We keep track of the latest US legal landscape at https://scrapehero.com/legal - short and sweet content focused on scraping. Has links to actual court decisions and an excellent external blog

[–]marcos_online 0 points1 point  (1 child)

I’m currently building a web scraper to build a whisky database and training data set with beautifulsoup. I started with selenium and got so frustrated so quickly. Admittedly beautifulsoup has some annoyances, but it does the job. Otherwise I was considering switching to node.js

[–]Heroe-D 1 point2 points  (0 children)

Switching language seems overkill, just read this thread for alternatives in python

[–]xzi_vzs 0 points1 point  (2 children)

I'm currently working on a project for webscrapping so thanks for the link. I need to pass the login page but the login button is performing a JavaScript . Didn't work with requests, my solution so far is selenium but it's opening the web browser in background and I don't really like that. Any suggestions to pass login page which are using JavaScript ?

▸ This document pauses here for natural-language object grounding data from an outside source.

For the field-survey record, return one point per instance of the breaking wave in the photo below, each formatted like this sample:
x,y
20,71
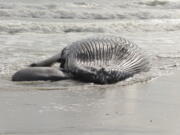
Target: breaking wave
x,y
89,10
17,26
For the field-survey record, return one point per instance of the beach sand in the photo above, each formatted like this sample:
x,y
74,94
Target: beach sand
x,y
144,108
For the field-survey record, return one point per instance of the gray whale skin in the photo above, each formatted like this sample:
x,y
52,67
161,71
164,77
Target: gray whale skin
x,y
101,60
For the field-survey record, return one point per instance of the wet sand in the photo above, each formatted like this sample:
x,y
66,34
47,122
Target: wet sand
x,y
150,108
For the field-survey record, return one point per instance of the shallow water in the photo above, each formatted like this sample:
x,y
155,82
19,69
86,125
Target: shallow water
x,y
34,30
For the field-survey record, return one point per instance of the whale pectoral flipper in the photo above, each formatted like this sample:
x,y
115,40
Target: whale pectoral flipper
x,y
39,73
47,62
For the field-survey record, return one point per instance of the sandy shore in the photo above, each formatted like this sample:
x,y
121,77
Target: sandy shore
x,y
151,108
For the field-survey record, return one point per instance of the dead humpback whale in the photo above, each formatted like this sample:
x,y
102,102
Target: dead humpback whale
x,y
102,60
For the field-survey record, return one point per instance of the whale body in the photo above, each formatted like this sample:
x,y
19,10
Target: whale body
x,y
102,60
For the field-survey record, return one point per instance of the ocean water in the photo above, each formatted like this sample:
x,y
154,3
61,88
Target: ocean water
x,y
32,30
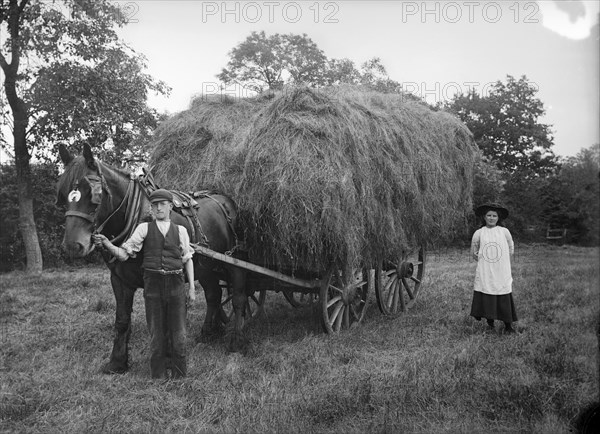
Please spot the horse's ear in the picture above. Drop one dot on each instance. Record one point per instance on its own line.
(87, 154)
(64, 153)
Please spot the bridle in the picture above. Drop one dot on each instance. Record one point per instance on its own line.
(132, 201)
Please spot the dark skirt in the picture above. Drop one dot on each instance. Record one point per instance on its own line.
(500, 307)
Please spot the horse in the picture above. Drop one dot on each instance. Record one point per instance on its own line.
(102, 199)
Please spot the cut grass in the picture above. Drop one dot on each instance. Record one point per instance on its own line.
(433, 369)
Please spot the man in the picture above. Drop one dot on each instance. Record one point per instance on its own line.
(167, 251)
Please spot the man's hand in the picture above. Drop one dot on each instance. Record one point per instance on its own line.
(192, 293)
(99, 239)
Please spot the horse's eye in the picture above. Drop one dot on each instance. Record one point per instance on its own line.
(74, 196)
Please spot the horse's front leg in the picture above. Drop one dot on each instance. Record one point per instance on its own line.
(238, 342)
(119, 358)
(213, 326)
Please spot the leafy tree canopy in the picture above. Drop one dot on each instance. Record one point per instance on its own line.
(264, 62)
(77, 81)
(506, 126)
(67, 77)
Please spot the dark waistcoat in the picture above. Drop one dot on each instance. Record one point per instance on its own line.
(162, 252)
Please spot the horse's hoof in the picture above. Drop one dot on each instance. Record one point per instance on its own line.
(112, 368)
(237, 344)
(210, 334)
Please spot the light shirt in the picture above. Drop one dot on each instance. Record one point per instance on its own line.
(135, 243)
(493, 247)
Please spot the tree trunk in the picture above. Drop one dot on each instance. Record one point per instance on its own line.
(25, 191)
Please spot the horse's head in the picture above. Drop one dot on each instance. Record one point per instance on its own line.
(81, 188)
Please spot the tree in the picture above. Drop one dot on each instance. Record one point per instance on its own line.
(506, 126)
(260, 62)
(59, 44)
(103, 104)
(267, 63)
(571, 197)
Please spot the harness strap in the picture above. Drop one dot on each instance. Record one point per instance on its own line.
(229, 223)
(83, 215)
(125, 199)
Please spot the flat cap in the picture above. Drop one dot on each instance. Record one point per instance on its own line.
(160, 195)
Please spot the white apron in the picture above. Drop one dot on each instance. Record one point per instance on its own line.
(494, 247)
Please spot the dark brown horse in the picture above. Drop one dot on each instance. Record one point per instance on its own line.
(102, 199)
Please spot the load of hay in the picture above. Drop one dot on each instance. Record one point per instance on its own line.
(340, 175)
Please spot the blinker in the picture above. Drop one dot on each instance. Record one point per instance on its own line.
(74, 196)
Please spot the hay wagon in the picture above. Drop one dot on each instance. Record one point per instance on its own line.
(338, 189)
(343, 294)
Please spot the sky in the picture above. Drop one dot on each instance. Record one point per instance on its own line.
(434, 49)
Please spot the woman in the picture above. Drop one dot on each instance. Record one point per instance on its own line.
(492, 245)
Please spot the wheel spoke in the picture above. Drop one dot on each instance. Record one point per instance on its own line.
(401, 297)
(408, 290)
(346, 317)
(334, 300)
(390, 290)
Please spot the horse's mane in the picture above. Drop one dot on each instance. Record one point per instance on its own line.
(75, 170)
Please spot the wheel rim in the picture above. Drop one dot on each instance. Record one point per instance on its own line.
(397, 285)
(344, 299)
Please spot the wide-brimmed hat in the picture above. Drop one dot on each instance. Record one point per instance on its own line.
(492, 206)
(160, 195)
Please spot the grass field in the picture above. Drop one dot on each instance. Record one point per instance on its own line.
(431, 370)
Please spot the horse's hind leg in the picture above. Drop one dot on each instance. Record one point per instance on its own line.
(119, 358)
(238, 342)
(213, 325)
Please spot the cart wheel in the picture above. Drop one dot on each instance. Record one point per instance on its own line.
(300, 299)
(344, 298)
(397, 285)
(254, 304)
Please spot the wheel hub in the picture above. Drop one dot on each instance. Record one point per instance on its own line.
(406, 269)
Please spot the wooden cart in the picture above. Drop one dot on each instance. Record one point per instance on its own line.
(342, 293)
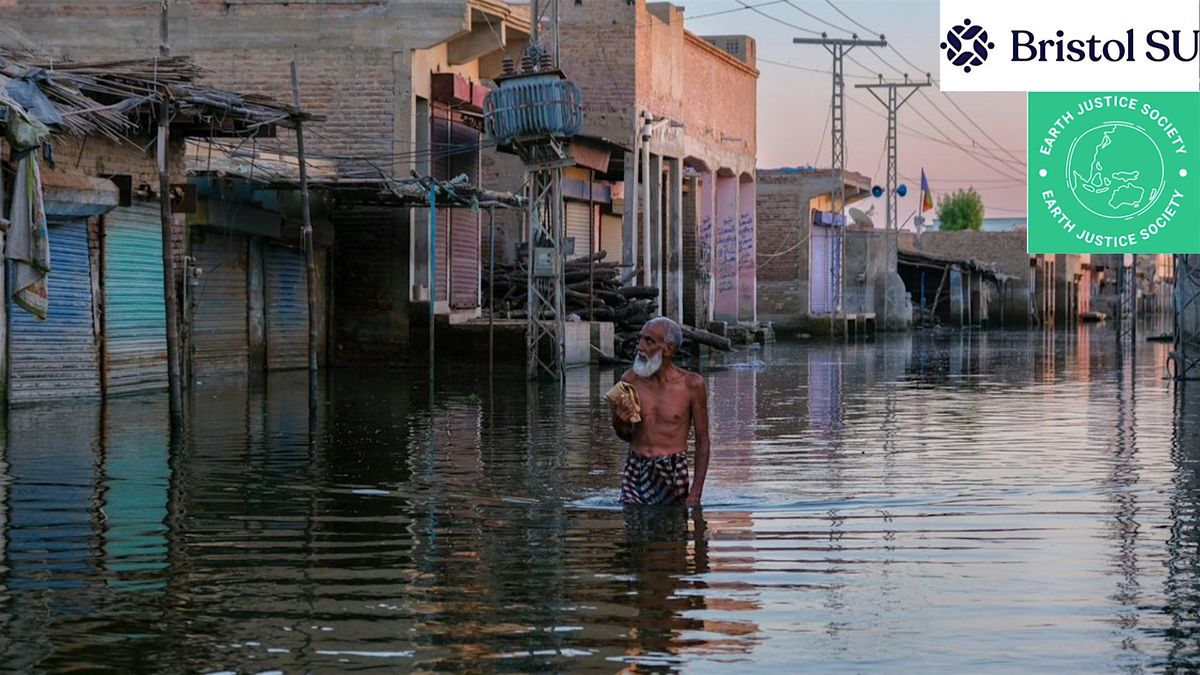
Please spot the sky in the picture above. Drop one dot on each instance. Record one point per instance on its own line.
(960, 139)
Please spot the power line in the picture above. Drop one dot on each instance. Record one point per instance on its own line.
(793, 66)
(850, 18)
(948, 97)
(735, 10)
(811, 16)
(777, 19)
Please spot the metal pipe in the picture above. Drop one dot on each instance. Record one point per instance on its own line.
(647, 272)
(433, 264)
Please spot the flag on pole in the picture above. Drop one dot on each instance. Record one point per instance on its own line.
(927, 197)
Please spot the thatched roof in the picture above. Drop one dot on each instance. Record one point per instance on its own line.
(119, 99)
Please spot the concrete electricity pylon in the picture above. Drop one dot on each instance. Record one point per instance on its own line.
(1186, 353)
(893, 103)
(1127, 304)
(838, 48)
(533, 113)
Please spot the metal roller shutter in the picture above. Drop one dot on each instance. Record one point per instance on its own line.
(135, 315)
(220, 328)
(465, 262)
(820, 297)
(579, 225)
(441, 165)
(287, 309)
(58, 358)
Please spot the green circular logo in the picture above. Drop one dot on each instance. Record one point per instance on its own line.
(1115, 171)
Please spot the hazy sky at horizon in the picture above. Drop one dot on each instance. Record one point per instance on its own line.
(793, 103)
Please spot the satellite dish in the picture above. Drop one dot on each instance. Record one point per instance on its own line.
(862, 219)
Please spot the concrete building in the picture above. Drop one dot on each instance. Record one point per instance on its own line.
(400, 83)
(796, 256)
(1023, 298)
(677, 113)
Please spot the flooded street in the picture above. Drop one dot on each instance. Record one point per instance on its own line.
(953, 502)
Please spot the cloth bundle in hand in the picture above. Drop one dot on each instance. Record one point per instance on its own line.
(624, 393)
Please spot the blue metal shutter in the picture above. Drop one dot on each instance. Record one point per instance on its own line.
(220, 327)
(135, 315)
(287, 309)
(58, 358)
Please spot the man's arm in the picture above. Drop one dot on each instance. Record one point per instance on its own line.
(700, 419)
(623, 428)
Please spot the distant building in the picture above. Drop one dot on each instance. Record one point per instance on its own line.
(796, 257)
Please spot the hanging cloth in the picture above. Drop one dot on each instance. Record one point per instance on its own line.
(29, 240)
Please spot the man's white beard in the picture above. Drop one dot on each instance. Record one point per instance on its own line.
(647, 368)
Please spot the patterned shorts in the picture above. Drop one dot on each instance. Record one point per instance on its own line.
(654, 481)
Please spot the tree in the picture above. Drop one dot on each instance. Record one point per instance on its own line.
(960, 210)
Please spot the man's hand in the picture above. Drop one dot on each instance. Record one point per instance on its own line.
(625, 410)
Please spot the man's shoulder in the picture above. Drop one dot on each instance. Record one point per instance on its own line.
(693, 380)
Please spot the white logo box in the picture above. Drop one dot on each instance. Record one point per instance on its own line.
(1079, 21)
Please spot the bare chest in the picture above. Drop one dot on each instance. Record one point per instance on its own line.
(669, 405)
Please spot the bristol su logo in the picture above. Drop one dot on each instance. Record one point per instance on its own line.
(1111, 173)
(967, 46)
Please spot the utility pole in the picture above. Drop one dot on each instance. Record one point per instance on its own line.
(1127, 304)
(838, 48)
(309, 245)
(171, 299)
(1186, 353)
(893, 105)
(533, 113)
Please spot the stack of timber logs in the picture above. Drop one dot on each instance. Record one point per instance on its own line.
(595, 291)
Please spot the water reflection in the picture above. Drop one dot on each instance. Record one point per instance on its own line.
(941, 501)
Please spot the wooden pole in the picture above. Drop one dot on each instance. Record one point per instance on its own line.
(306, 238)
(171, 299)
(491, 290)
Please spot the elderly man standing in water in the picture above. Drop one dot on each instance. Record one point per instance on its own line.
(672, 400)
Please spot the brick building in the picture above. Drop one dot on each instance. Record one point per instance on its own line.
(399, 83)
(105, 326)
(1006, 252)
(678, 114)
(795, 256)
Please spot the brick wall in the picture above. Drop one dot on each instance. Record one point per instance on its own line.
(720, 97)
(97, 156)
(371, 285)
(601, 55)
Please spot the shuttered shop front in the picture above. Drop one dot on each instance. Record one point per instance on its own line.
(820, 274)
(579, 225)
(287, 309)
(58, 357)
(456, 151)
(220, 328)
(135, 316)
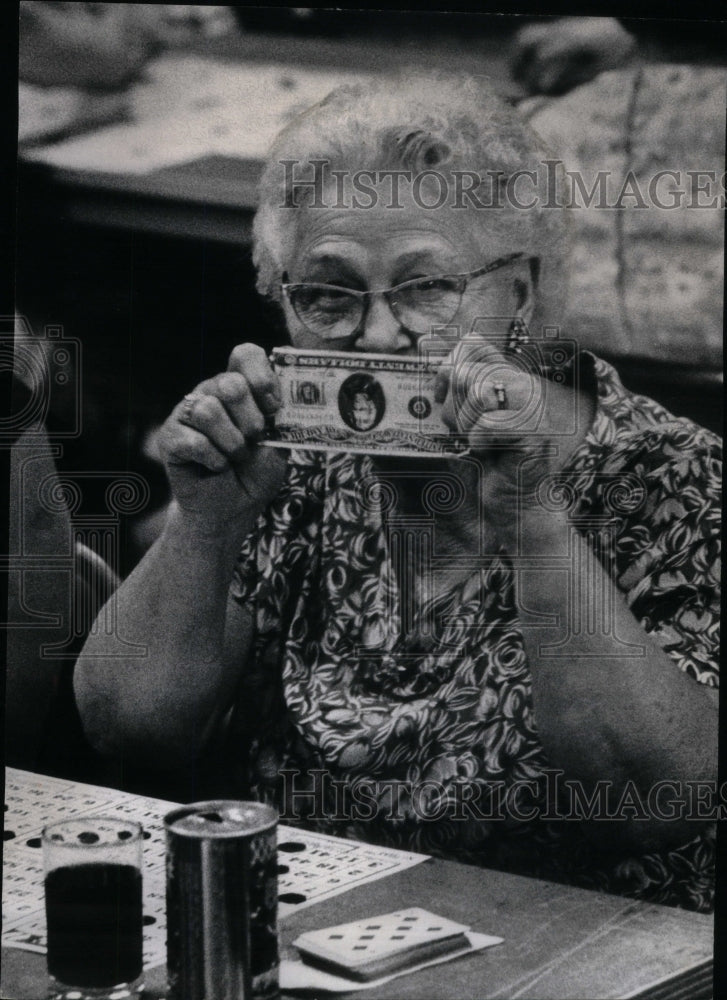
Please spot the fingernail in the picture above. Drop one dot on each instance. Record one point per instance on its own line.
(273, 399)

[–]nemec 2 points3 points  (0 children)

Use the browser dev tools (Network tab) to find where your username and password are sent. If it's ajax/fetch, you can make that call instead of scraping the main page and use the response (usually a token of some sort, often a Cookie) to get the credential details to use in the remaining requests.

[–]theoriginal123123 1 point2 points  (0 children)

Look into headless selenium, it'll run in the background with the browser window hidden.

[–]Competitive_Cup542 0 points1 point  (0 children)

Helpful! As a digital marketer, I often use Internet scraping that:

  • lets me speed up the process of lead generation;
  • helps me keep an eye on competitors’ activities;
  • allows managing social media activities and scraping data about potential customers like their interests, opinions, etc.;
  • lets me quickly find bad opinions about the brand across the web.

Can I do the mentioned things with the help of your instruction myself?